Data & Reality Takeaways - Part 1: EntitiesThis is the first part of a series (hopefully) relating different ideas, approaches, etc. from reading William Kent's Data & Reality.
Data professionals have their hands guided by technologies and techniques of past training and implementations, business professionals have their minds walled in by procedures the software they use impose upon them. In this way, organizational praxis cements the semantic gap between technologists and users; from an IT point-of-view, to protect the data from their users and their users from the incoherent of dirty data, from a user's, to protect themselves from irrelevant complexity and the inconsistencies of dirty development.
The assumptions appropriate to the content of one application may not fit the contexts of other applications... Thus, a "thing" here is a very arbitrary segment partitioned out a continuum
Much data work can be reduced to working around questions of oneness, sameness, and categories. As relevant to data modelling, it's much better to deal with these on the write layer(s) as opposed to exposing data rot for developer-users to deal with themselves.
Oneness, i.e. "what is one thing?", is inherit in the ambiguity of natural language. It's immensity is exacerbated by (at worst) conflicting requirements from the variety of perspectives dependent on a single data system. These issues, however, can be mitigated through potentially cascading write processes whose queryable destinations are explicitly scoped, somehow.
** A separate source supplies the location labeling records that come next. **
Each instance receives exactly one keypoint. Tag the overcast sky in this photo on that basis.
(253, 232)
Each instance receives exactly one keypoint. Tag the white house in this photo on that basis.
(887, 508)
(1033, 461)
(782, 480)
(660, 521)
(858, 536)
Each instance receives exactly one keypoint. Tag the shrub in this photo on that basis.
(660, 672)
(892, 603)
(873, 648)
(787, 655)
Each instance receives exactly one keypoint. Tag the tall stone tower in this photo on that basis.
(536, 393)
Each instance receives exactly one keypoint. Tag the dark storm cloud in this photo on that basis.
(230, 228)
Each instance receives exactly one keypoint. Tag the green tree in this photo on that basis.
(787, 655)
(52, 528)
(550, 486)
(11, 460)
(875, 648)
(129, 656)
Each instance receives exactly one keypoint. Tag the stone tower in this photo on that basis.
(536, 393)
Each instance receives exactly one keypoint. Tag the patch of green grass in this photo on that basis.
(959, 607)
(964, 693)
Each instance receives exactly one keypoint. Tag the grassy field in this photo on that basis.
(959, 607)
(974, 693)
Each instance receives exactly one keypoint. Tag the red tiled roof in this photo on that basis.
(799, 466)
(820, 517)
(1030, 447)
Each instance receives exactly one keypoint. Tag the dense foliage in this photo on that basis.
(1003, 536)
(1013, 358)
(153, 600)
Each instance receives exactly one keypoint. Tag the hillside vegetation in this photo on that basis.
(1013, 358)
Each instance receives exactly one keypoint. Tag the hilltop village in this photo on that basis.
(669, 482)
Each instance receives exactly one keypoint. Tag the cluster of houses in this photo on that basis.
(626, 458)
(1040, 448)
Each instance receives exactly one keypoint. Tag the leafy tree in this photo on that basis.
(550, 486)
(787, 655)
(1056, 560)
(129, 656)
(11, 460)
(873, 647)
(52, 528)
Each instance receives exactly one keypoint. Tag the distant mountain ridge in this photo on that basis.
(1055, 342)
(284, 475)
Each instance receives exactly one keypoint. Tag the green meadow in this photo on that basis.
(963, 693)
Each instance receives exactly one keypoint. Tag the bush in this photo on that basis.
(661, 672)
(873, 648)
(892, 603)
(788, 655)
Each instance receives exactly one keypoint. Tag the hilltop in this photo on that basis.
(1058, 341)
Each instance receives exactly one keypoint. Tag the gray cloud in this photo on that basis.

Sameness, i.e. "when do we say two things are the same, or the same thing", is determined by the perspective being applied to a phenomena. Appropriating Whorf's example described in the book, fresh snow and iced snow to a Puerto Rican might be the same, but to an Inuit they are very different. How does one delineate definition and processes for a thing such as snow which would allow for both Puerto Ricans and Inuits to acquire useful information? Models born of a general, root definition would fall prey to the latent assumptions lie buried inside the concept of "most general".
How much change can something undergo and still be the "same thing"?
Sameness and change is a space/time relationship disambiguated from continuity. An entity, in this case a unit of space, can only change through some progression of time otherwise its final state would be the initial percieved state. Both this last statement and the general idea of continuity are both deep questions crossing many fields of study. Depending on the requirements a useful paradigm is immutability. A changed thing is never the thing it was, but it can be the same kind of thing.
There is no natural set of categories. The set of categories to be maintained in an information system must be specified for that system... but categories may be defined at different levels of refinement.
A framework of classification is bound to context from which or/and for which it was devised. Trying to over-extend the usefulness of these types swiftly leads one to incoherence and deep data stink, common causes of early morning customer success calls. A tangential, yet relevant, approach to the issues of addressed by / related to intermingling categories is CQRS, which is based on the use of different models, different categories for write and read operations.
One more: we are not modeling reality, but the way information about reality is processed, by people
Arguably, the entire book begins, develops, and ends with this proposition. Definitely framed phenomenologically, but that isn't so bad isn't? Isn't it the intention to capture and understand (perhaps for a purpose) a variable set of occurrences? Nouns and the verbs connecting them are tools our language has given to describe our real world and now we relabel them as entities and relationships. Kent posits though, that is necessary to separate our projections from our problems, lest we accommodate ourselves into the comforts of context-resolvable ambiguity that discourses allows, only to later find realize our information systems are not discourses, but monologues where developer-users are only privy to subordinate clauses.